Blogging and press freedom
As recently as two years ago many of the stories which now show Bush and his backers for what they really are would never have been published, and if they had, would not have been noticed, or followed up.
But in the last two years new technology has freed up the press to the people: blogging software has enabled anyone to be a publisher, and in A J Liebling's words - "freedom of the press belongs to those who own one".
The blog has become the poor man's press and the public interest is alive and well in all sorts of quarters. The media, as McLuhan said, is becoming the message.
Seven years ago hundreds of blue-chip journalists, as I call them, were in Cuba to cover the philosophical heavyweight championship fight of the century between Pope John Paul II and Fidel Castro.
These two represented, for the press, the champions of Light and Darkness, respectively. But the Drudge Report nixed all that. The Drudge Report is, I hear, a kind of drop box for journalists with stories they could not print, mainly for ethical reasons, but wanted published. Give it to Drudge and it would be printed with no troublesome questions of journalistic standards interfering.
When Drudge printed the blue-dress report, the blue-chip reporters took off from Cuba, a flight of starlings, pursued by an eagle. These days Drudge is outnumbered, outwritten and outflanked by thousands of ordinary people, including a sizeable presence of real journalists with real journalistic ethics. The quality, like the bloggers themselves, is uneven. But that does not matter.
As in any other kind of random sampling, given a large enough sample, statistical probability indicates that the result will be pretty much a reflection of the total population.
But there is another, very powerful factor - blogging is interactive, so that any given blog is constantly refreshed and corrected from time to time, by its readers/members. This is truly public opinion in action - informed public opinion - sometimes rude and rough, but generally rational, full of common sense and the courage to call a spade a spade.
Three years ago when the United States was preparing war in Iraq, millions of people round the world came out on the streets to register their disagreement. At that time, the New York Times described this demonstration of worldwide public opinion as "The Other Superpower".
The NYTspoke more truly than they knew. In the old days it took a great deal of money to set up a newspaper or a radio station.
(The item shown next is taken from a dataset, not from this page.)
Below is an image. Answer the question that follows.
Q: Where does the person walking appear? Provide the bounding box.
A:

Eventually, it was the big money that controlled freedom of speech, freedom of expression; freedom of the press, as Liebling said, belonged to the owners.
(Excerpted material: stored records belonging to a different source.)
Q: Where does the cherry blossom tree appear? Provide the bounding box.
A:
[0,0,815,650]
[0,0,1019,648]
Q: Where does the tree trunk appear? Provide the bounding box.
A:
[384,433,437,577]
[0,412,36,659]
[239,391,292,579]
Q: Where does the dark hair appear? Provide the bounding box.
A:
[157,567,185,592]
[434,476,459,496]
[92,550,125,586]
Today, as the greed of the military/industrial/transnational complex is causing the world to overheat and melt the Arctic Ice cap, so is the power of the media owners melting like ice cream on a hot pavement.
The technology of cell phones, laptop and handheld computers, small hard drives combine to lower the cost of publishing, the power of the Time-Warners, the Disneys and the network news is also melting. They won't disappear for some time, but the introduction of the video IPod is bound to make as serious inroads into television as television made into magazines.
Podcasters will now be able to podcast their news videos or their mini-features. With the technology available on the basic Macintosh computer for audio and video editing, you can now change the world in your attic while you starve like a proper poet.
The new landscape will also mean that nation states and the bureaucracies which maintain them will become even less relevant since the political parties and electoral machines will no longer be able to control informed public opinion and Bush-league advertorials will be even less relevant, as, thankfully, will people like Karl Rove, George Bush and Judith Miller.
The pythons have bitten off much more than they can chew: as we say in jamaica, their eyes have always been bigger than their bellies. Some of the biggest bangs to come will be the sound of pythons exploding.